Ini sebenarnya pandangan salah warisan
masa lampau yang mesti diperbaiki. Gerakan progresif tidak identik dengan
komunisme.
Tiga,
gerakan sosial juga masih terserak, dan saling berlomba untuk mendapatkan
kepentingannya masing-masing. Kerja sama yang berpijak pada pandangan yang
moderat masih sulit untuk berkembang, karena politisasi gerakan-gerakan sosial
tersebut oleh kepentingan politik yang cacat.
Empat,
pemerintah Indonesia juga masih belum sepenuhnya berkomitmen untuk
menyejahterakan rakyatnya. Banyak proyek pengembangan justru menjadi ladang
untuk melakukan korupsi, kolusi dan nepotisme.

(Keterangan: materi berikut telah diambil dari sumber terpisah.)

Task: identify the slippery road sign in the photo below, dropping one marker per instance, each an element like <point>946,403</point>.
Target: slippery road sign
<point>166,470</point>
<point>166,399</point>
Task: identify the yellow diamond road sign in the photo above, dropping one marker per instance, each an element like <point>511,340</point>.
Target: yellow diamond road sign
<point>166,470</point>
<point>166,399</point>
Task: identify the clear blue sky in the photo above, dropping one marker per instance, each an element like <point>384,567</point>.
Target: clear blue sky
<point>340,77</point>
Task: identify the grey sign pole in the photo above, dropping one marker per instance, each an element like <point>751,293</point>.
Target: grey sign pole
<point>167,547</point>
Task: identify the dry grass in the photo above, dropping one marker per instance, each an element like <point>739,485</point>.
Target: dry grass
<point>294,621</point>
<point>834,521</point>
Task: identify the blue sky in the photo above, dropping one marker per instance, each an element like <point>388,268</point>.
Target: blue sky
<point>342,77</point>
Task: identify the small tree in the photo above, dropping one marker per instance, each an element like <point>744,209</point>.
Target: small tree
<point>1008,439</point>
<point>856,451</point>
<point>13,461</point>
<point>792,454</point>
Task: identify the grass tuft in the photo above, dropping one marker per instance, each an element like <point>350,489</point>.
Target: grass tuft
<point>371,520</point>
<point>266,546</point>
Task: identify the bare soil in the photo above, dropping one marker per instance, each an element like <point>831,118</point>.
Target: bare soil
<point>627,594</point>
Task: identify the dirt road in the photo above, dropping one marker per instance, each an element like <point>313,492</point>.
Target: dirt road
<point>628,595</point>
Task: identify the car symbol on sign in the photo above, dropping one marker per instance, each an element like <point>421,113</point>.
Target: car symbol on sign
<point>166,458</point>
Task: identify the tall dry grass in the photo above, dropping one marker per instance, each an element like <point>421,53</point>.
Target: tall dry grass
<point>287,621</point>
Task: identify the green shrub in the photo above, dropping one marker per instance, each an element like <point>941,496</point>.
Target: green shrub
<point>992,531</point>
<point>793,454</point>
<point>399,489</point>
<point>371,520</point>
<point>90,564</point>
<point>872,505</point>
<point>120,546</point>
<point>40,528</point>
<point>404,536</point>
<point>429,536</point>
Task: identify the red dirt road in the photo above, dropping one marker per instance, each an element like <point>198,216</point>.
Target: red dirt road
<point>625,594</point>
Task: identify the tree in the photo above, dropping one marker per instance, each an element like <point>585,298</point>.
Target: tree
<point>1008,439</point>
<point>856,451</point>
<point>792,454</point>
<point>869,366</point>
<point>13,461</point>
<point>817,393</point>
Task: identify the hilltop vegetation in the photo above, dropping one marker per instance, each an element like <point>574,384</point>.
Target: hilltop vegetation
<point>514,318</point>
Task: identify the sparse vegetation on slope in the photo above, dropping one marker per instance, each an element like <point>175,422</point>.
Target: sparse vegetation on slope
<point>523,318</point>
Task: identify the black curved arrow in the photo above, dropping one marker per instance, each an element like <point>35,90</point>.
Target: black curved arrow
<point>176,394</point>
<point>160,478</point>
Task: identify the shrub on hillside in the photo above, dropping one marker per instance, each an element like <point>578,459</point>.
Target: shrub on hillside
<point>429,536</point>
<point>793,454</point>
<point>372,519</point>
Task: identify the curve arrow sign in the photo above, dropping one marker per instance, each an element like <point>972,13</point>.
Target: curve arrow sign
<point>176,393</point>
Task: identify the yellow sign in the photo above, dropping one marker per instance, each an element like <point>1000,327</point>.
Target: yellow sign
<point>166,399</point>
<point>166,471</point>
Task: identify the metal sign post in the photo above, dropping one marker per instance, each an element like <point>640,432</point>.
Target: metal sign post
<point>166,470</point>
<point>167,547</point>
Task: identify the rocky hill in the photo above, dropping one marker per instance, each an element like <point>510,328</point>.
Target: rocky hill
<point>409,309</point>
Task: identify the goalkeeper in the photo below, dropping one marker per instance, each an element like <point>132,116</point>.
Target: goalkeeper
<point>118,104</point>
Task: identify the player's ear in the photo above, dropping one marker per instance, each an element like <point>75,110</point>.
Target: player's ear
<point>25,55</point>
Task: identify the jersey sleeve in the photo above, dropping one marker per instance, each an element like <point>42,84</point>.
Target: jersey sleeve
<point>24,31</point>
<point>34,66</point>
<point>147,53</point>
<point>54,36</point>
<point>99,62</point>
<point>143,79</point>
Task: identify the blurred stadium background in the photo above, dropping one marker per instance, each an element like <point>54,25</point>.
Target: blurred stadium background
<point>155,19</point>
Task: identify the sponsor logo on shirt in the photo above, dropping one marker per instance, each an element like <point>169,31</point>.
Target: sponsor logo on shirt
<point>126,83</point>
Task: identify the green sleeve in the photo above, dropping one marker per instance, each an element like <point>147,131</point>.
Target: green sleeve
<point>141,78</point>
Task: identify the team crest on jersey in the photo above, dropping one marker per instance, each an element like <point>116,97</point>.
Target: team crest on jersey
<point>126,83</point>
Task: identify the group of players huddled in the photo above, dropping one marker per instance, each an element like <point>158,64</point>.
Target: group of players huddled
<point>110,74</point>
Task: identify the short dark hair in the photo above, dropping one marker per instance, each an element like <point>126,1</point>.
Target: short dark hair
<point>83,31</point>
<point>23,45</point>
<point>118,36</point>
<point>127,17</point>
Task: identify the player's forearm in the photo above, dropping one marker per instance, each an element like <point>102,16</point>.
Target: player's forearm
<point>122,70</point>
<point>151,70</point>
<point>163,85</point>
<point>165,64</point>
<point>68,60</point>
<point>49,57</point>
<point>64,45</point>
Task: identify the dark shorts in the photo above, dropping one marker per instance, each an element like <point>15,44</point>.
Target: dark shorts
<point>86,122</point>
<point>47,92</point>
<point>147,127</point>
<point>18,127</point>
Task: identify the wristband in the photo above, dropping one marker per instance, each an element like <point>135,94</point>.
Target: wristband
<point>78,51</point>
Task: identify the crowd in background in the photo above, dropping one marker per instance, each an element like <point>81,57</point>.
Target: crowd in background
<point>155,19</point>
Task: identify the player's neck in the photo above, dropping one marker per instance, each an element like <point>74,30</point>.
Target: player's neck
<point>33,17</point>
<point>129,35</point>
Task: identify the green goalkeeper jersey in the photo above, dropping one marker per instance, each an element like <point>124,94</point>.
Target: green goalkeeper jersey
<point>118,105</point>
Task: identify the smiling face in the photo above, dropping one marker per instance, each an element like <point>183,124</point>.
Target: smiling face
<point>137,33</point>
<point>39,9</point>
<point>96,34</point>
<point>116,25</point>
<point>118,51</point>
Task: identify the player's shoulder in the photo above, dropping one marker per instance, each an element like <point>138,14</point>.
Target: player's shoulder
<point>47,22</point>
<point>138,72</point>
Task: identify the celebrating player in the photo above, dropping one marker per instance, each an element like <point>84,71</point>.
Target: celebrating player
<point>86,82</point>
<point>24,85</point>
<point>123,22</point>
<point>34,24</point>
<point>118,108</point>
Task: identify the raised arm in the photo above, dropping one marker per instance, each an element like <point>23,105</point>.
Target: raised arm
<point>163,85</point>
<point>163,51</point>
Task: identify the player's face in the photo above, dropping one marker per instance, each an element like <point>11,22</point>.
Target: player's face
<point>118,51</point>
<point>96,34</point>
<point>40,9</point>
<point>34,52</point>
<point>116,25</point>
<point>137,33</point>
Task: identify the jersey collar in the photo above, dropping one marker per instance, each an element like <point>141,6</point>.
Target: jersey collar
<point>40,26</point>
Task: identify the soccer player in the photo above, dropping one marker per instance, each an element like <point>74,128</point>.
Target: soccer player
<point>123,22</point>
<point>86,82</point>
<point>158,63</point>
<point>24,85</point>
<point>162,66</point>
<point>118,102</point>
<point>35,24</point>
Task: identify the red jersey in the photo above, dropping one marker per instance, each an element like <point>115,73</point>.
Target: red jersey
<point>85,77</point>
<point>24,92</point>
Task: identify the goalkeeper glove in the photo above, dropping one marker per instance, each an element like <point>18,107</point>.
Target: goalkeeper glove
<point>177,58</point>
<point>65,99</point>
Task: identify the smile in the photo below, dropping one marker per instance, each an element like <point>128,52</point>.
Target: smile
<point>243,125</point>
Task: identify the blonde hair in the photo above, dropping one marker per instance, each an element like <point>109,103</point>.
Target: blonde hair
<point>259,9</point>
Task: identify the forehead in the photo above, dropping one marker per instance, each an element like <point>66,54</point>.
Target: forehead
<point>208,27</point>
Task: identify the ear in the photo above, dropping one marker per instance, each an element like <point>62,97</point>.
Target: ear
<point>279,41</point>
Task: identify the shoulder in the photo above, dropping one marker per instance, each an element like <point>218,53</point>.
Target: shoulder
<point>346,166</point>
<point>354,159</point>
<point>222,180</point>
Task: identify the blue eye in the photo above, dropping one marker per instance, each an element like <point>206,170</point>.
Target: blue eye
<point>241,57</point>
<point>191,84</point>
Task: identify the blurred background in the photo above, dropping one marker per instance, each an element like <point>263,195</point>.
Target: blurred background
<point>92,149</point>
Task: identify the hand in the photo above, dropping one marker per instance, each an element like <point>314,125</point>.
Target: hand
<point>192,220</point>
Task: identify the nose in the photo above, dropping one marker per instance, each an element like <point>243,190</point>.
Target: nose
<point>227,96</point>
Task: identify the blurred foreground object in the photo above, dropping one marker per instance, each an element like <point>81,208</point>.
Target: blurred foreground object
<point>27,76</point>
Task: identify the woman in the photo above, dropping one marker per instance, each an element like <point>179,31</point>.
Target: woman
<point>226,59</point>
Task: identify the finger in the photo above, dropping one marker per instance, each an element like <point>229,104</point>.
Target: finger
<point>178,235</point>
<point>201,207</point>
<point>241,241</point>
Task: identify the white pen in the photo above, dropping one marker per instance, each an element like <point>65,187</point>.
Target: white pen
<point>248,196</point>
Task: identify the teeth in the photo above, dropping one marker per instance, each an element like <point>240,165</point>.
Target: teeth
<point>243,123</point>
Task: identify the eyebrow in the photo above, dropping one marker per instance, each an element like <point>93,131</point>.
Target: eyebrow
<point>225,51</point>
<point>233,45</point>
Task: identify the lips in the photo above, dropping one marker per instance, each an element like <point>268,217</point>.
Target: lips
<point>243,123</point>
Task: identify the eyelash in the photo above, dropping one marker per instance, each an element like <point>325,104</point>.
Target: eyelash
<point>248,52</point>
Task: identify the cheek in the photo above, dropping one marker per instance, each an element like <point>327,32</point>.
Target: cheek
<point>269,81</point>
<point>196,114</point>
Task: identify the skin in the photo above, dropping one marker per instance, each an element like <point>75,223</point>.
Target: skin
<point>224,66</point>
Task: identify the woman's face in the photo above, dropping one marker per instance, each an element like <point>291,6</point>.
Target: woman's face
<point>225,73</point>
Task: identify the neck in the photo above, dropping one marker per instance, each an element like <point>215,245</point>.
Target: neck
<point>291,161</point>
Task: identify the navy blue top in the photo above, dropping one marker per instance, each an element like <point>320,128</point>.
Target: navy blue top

Banyak pekerjaan yang mesti dilakukan,
jika kita ingin belajar dari negara-negara Skandinavia. Jika keempat hal di
atas tidak diperbaiki, maka Indonesia akan terus terjebak pada kesenjangan
sosial yang semakin tinggi antara yang kaya dan yang miskin. Ini tentunya
menjadi akar bagi banyak persoalan lainnya di masyarakat.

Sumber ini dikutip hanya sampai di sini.